Une étude alarmante établit un lien direct entre la consommation quotidienne de produits hautement transformés et une hausse conséquente du risque de maladies cardiovasculaires.
Dans les rayons des grandes surfaces, les distributeurs automatiques ou les placards de cuisine… Avec l’essor de l’industrie agroalimentaire, les produits dits ultra-transformés se sont imposés partout dans notre quotidien, portés entre autres par la promesse de commodité et de bas coût.
Malheureusement, cette omniprésence s’accompagne de risques considérables pour la santé. D’après une étude parue le 17 mars dans JACC: Advances, revue du Collège américain de cardiologie, leur consommation fréquente serait associée à une hausse de 67% du risque d’AVC et de décès liés à une pathologie cardiaque.
Pour mesurer l’ampleur du problème, il faut d’abord comprendre ce que recouvre la notion d’aliments ultra-transformés (AUT). Selon la classification des chercheurs en nutrition citée par le Wall Street Journal (WSJ), ces préparations industrielles renferment des ingrédients qu’aucun cuisinier amateur n’utiliserait à domicile.
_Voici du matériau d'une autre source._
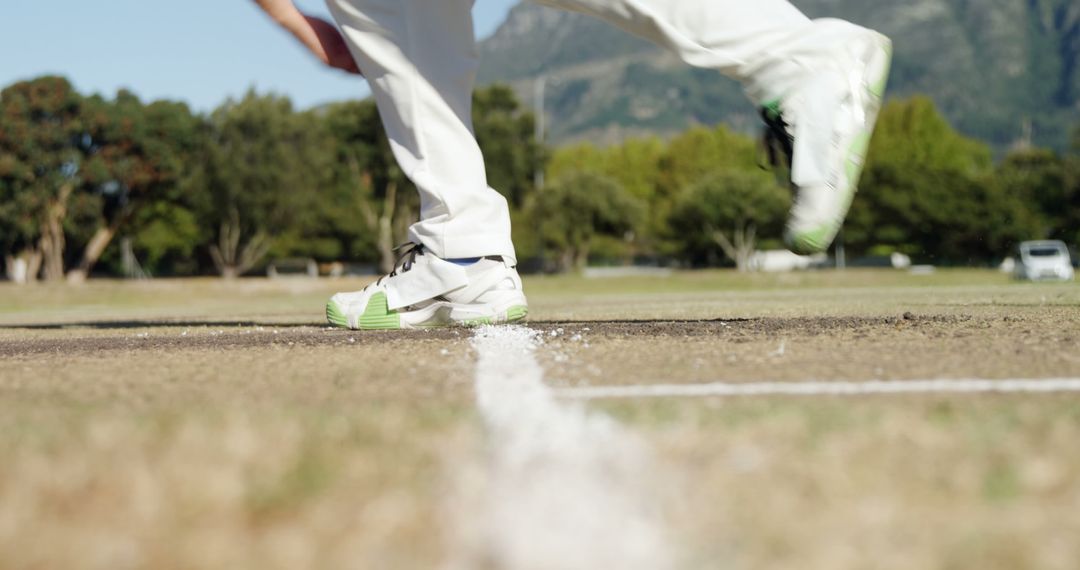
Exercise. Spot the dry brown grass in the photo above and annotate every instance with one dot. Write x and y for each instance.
(150, 439)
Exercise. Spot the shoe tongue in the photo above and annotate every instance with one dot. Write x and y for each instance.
(429, 277)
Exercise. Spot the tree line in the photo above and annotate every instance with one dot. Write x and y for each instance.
(256, 179)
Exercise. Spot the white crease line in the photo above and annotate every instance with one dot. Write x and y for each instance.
(1047, 385)
(566, 489)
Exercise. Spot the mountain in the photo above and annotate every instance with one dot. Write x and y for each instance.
(999, 69)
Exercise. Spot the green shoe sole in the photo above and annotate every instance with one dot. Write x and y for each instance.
(377, 316)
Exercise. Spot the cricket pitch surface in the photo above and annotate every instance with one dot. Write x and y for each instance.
(853, 420)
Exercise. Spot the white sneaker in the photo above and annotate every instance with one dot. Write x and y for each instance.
(824, 129)
(428, 292)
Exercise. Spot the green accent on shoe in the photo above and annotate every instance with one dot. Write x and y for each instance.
(856, 158)
(477, 322)
(377, 314)
(879, 86)
(772, 109)
(515, 314)
(335, 316)
(813, 241)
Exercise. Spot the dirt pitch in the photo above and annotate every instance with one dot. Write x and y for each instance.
(204, 424)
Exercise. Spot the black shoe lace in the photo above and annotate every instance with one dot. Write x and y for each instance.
(406, 257)
(778, 140)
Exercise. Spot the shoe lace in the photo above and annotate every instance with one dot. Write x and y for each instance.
(778, 140)
(406, 257)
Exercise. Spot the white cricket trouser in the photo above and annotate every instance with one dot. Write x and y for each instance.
(420, 59)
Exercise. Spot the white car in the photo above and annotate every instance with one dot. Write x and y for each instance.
(1045, 260)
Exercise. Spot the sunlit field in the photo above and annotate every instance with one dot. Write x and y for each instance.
(212, 424)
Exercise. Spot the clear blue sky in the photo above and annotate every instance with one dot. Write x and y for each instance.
(197, 51)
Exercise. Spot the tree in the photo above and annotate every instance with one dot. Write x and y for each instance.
(40, 135)
(507, 137)
(930, 192)
(724, 213)
(368, 179)
(578, 207)
(265, 165)
(136, 155)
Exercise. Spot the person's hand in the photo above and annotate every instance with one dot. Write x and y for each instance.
(329, 46)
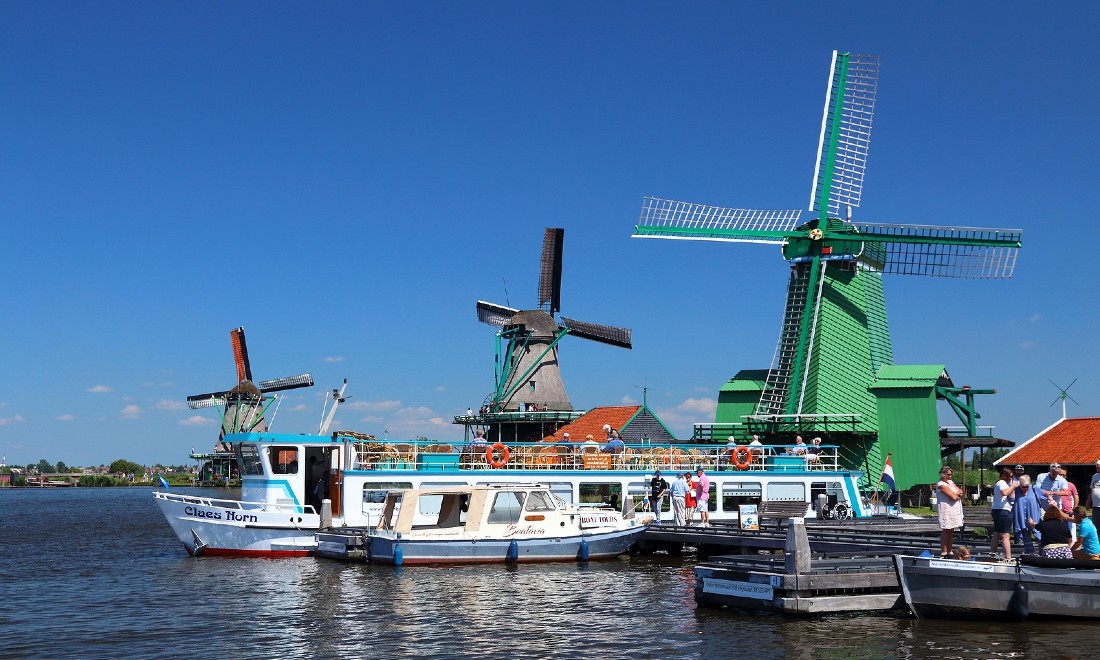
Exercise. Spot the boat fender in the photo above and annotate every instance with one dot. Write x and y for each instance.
(490, 454)
(1018, 604)
(741, 458)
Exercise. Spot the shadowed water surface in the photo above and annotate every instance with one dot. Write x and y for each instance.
(96, 572)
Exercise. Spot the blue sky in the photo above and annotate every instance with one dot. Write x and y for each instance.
(347, 179)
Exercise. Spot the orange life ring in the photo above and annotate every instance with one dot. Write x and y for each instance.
(501, 447)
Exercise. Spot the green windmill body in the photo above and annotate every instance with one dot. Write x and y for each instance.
(835, 338)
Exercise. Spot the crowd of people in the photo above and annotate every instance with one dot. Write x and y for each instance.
(1046, 513)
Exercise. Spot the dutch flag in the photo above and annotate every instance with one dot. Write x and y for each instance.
(888, 474)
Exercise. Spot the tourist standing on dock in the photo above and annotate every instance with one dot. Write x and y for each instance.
(949, 505)
(1026, 512)
(703, 497)
(658, 488)
(679, 492)
(1003, 492)
(1087, 545)
(1093, 495)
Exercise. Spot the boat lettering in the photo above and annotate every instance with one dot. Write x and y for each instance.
(231, 516)
(515, 530)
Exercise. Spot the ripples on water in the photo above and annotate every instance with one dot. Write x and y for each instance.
(97, 573)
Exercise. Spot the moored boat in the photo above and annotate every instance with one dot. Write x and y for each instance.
(1030, 587)
(295, 485)
(506, 523)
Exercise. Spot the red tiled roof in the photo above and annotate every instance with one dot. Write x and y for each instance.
(593, 422)
(1068, 441)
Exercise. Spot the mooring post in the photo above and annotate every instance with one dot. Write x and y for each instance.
(796, 548)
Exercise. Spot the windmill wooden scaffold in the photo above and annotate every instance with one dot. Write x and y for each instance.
(834, 337)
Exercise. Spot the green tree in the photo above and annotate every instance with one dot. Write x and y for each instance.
(124, 466)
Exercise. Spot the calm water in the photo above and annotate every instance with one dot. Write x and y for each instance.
(97, 573)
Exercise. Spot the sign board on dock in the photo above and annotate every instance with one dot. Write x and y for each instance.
(748, 516)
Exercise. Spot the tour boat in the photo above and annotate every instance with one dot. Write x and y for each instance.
(505, 523)
(295, 485)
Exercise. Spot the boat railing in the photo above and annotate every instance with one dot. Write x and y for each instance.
(430, 455)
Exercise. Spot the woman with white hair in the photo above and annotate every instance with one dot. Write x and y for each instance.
(949, 505)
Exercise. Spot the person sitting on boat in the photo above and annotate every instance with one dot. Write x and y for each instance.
(1055, 535)
(614, 443)
(1026, 513)
(1088, 545)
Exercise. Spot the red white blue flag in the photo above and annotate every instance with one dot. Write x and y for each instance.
(888, 474)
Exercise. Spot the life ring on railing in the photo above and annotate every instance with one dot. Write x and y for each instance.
(497, 447)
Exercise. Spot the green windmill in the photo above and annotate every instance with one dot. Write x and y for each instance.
(835, 339)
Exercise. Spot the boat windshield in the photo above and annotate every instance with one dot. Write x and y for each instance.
(248, 459)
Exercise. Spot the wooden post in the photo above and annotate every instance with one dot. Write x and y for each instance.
(796, 548)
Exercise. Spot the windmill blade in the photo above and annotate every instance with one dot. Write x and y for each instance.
(959, 252)
(240, 354)
(846, 133)
(494, 315)
(550, 268)
(287, 383)
(667, 219)
(608, 334)
(206, 400)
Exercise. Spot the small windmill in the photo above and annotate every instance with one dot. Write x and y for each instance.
(834, 336)
(527, 369)
(243, 405)
(1063, 395)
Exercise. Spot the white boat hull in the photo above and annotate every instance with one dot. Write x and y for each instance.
(229, 528)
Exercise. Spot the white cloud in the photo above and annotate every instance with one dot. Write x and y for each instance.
(197, 420)
(386, 405)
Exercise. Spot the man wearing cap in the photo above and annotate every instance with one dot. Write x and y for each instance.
(679, 491)
(1095, 495)
(658, 488)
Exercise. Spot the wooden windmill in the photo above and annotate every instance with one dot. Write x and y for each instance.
(528, 376)
(243, 406)
(834, 336)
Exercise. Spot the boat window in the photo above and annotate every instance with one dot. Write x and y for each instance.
(506, 507)
(738, 493)
(375, 493)
(539, 501)
(790, 491)
(248, 459)
(284, 460)
(602, 493)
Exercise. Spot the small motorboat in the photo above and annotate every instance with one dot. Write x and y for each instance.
(1024, 589)
(504, 523)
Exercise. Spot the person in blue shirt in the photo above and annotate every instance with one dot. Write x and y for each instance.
(614, 443)
(1088, 545)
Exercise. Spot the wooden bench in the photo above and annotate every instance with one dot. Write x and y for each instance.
(781, 509)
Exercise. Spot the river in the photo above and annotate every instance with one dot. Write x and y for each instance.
(97, 572)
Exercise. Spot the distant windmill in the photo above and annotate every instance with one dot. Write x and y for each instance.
(244, 404)
(834, 336)
(527, 369)
(1063, 395)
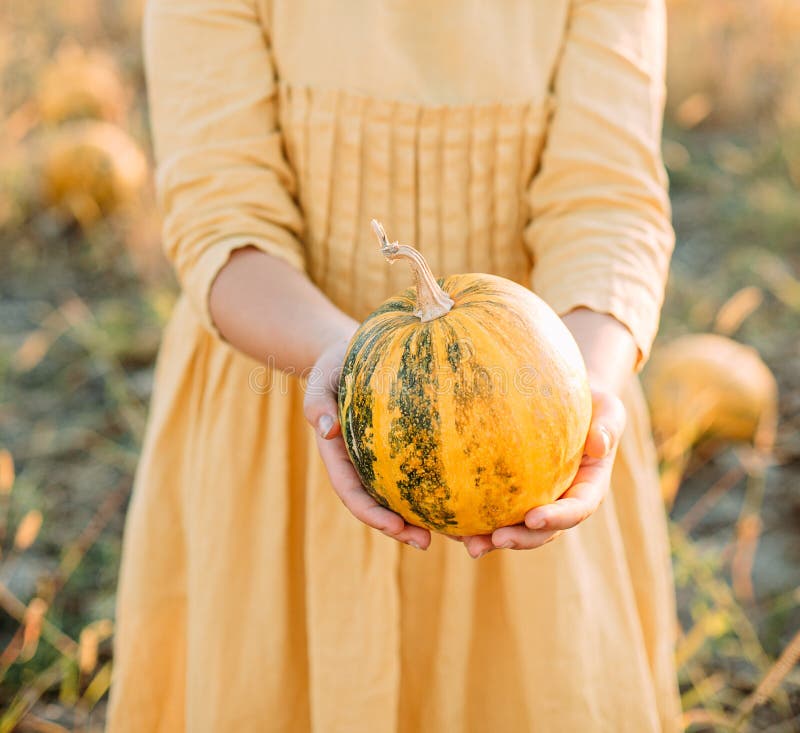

Là où une boîte de haricots en conserve reste proche de sa forme naturelle, des céréales sucrées, un soda ou un sachet de chips passent par de multiples étapes de fabrication, mêlant additifs, colorants, exhausteurs de goût et arômes artificiels.
Un poison lent
Au final, le résultat n’a plus grand-chose à voir avec l’aliment d’origine, et ses effets sur l’organisme se révèlent, selon les chercheurs, profondément nocifs.
L’étude s’est appuyée sur l’analyse d’habitudes alimentaires recueillies via des questionnaires détaillés, tout en neutralisant d’autres facteurs de risque connus, dont le tabagisme, l’activité physique, l’apport calorique, la tension artérielle et le taux de cholestérol. Elle a porté sur une cohorte de plus de 6 800 adultes âgés de 45 à 84 ans, tous initialement exempts de maladies cardiovasculaires.
Les résultats montrent que chaque portion quotidienne supplémentaire d’AUT accroît de 5,1% la probabilité de développer une pathologie cardiaque. Autrement dit, plus la consommation augmente, plus le danger s’intensifie, de façon cumulative et mesurable.
Reprendre le contrôle
Les données indiquent en outre que les populations afro-américaines présentent un sur-risque presque doublé. Soit +6,1% par portion journalière supplémentaire, contre +3,2% pour les autres groupes ethniques.
Selon le Dr Amier Haidar, cardiologue à l’UTHealth Houston et principal auteur de l’étude, cité par le WSJ, cette vulnérabilité découlerait notamment du stress chronique — facteur aggravant bien documenté des maladies cardiovasculaires — et des inégalités d’accès à une alimentation saine.
Les effets des AUT sur le corps s’installent lentement, de manière sournoise, difficile à relier à une cause unique tant que les dommages ne sont pas visibles. C’est précisément ce qui en fait une menace à la fois silencieuse et redoutable. Face à ce constat, les spécialistes recommandent quelques gestes simples pour limiter les risques.
Le premier réflexe consiste à lire attentivement les étiquettes. Si la liste des ingrédients ressemble à une formule chimique ou contient des noms incompréhensibles, c’est un signe de prudence. Deuxième principe, tout aussi essentiel : privilégier les aliments qui ressemblent encore à ce qu’ils étaient avant d’être récoltés ou transformés.